Classification report for data with several transformation
Classification report for data with inverted background
Surprisingly, the SNN performed better than VGG, and that could be for many reasons. Using Pillow to modify the data and then use it in VGG model which already had a Keras data image generator which takes the date and transforms it again and adds noise to it. And this second transformation may cause VGG to be confused. For the CNN, it seems that classify almost every image to be Japanese, and maybe after rotating Arabic and English data, it becomes similar to Japanese data which made CNN get confused.
In addition to being inexpensive and easy to work on, Been able to run the project on RPi will help in including it with other interesting RPi projects.
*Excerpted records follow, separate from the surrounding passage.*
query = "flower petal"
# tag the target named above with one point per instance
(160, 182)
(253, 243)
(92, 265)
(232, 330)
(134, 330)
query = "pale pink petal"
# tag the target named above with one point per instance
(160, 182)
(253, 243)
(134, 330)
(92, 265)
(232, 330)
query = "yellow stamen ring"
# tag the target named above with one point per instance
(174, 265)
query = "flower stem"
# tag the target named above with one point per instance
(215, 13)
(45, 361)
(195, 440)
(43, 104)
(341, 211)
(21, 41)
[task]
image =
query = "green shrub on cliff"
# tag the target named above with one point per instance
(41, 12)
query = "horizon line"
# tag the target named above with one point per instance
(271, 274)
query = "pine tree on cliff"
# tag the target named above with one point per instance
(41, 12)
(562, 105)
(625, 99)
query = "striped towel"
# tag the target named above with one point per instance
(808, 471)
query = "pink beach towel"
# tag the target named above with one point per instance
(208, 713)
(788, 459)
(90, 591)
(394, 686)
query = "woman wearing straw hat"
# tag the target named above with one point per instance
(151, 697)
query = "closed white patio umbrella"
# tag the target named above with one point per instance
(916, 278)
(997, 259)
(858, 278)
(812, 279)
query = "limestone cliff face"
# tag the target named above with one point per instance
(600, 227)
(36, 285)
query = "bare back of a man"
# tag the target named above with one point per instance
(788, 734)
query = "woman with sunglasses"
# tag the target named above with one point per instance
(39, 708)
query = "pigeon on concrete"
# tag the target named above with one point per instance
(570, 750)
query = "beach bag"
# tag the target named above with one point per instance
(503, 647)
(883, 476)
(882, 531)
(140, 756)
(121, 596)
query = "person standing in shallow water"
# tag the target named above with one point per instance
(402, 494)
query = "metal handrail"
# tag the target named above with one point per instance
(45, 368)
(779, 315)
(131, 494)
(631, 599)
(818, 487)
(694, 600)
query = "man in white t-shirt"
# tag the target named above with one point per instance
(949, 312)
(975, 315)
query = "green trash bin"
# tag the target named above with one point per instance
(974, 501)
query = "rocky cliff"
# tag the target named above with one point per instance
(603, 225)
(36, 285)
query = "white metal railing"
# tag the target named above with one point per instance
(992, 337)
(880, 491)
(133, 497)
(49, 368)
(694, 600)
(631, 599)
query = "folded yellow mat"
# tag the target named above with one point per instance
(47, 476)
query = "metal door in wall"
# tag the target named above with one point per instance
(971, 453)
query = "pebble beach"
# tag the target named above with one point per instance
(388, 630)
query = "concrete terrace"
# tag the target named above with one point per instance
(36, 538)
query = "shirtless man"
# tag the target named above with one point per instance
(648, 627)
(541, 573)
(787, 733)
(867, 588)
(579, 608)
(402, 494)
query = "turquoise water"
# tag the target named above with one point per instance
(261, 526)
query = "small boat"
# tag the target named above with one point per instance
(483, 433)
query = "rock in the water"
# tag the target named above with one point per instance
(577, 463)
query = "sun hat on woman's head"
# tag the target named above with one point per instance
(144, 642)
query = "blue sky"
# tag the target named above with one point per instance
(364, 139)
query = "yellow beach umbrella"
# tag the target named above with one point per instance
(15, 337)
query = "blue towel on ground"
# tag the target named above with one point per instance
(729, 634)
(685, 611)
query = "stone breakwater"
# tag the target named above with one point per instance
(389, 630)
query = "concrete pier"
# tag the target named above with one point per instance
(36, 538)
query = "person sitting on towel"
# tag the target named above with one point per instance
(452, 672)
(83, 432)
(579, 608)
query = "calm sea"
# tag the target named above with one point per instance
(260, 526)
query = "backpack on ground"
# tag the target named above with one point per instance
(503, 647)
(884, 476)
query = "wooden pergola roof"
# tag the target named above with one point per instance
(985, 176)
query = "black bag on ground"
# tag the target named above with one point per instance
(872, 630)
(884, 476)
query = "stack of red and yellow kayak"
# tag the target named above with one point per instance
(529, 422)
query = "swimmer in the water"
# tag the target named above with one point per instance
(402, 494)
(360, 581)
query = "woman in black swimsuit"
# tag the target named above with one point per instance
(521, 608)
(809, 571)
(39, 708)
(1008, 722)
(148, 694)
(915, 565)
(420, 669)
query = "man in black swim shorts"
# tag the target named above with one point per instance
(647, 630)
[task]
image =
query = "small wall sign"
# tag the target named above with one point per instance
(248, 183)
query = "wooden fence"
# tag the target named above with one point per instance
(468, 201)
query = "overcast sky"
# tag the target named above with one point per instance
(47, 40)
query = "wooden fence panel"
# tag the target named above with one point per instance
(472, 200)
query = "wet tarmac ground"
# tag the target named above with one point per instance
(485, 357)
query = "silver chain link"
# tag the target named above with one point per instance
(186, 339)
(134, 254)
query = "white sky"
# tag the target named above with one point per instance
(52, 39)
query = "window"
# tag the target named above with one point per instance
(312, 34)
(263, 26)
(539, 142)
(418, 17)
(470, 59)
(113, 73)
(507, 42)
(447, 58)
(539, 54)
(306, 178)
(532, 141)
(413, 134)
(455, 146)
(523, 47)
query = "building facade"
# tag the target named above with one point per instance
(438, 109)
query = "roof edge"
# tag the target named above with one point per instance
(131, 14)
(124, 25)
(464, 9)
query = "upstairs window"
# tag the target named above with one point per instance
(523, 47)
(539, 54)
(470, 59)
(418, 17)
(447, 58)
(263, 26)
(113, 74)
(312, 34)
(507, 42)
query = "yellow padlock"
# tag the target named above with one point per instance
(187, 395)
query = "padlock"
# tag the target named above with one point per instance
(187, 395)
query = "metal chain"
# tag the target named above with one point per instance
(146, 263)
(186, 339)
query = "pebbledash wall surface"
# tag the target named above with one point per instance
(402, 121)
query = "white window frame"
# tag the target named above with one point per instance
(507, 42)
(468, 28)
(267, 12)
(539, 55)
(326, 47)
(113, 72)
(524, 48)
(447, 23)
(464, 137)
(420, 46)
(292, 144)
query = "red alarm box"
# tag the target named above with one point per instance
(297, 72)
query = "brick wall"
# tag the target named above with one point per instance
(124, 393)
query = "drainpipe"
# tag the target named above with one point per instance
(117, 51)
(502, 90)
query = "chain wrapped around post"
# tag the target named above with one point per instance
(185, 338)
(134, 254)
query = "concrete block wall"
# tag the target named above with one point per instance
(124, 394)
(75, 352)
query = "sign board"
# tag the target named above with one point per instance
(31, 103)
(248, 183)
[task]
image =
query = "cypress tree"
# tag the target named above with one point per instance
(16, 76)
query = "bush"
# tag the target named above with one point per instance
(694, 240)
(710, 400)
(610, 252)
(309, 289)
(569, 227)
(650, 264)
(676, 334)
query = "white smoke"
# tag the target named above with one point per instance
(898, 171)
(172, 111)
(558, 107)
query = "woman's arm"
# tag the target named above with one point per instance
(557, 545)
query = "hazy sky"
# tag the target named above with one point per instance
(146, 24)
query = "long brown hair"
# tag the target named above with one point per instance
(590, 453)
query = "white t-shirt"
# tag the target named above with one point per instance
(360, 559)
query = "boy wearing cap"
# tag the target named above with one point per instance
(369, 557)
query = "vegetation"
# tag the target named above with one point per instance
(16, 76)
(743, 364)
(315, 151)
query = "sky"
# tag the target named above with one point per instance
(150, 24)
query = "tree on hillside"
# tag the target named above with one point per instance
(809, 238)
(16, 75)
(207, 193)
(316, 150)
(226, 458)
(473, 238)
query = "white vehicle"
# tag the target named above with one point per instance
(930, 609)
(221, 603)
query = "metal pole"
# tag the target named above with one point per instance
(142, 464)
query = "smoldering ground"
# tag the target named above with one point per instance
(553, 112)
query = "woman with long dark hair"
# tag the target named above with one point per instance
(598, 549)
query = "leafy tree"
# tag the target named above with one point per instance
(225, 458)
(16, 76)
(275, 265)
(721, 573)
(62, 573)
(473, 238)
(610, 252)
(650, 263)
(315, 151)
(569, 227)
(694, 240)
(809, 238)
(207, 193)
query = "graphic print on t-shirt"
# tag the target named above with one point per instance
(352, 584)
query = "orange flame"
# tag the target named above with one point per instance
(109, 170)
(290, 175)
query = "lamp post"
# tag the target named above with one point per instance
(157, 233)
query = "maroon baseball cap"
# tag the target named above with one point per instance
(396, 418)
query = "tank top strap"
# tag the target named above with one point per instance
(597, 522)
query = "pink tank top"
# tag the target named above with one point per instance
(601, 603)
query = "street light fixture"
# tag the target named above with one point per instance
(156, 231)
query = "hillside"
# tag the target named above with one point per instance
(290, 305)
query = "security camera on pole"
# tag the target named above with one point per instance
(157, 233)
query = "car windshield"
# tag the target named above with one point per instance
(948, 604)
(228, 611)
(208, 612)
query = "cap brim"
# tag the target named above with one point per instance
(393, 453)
And that was part of the reasons why. So the project could be integrated into many other applications,e.g., google image translator.
It seems that no one did this project before, the method of classifying different languages font recognition (DLFR) as an object and not extracting the text from the image. Overall, this project could be beneficial for others who want to integrate it into their applications and try different or improve current methods. The DLFR project focused on using two models in deep learning, simple neural networks, and convolutional neural networks. Moreover, the project's dataset was self-created with approximately 2100 images per language. There were three different ways to build the datasets. The first method used completely random pictures with a different font, position, and background. The second and the third methods were random lists of words taken randomly from articles and news. The best dataset performance was both the second and the third datasets. To improve the datasets farther, it must represent all the languages alphabet and character which needs a lot of work to accomplish. In the future, we could use a region based convolutional neural networks for instance segmentation (R-CNN) model. R-CNN will mask each alphabet for different languages with its classification which will lead to better prediction.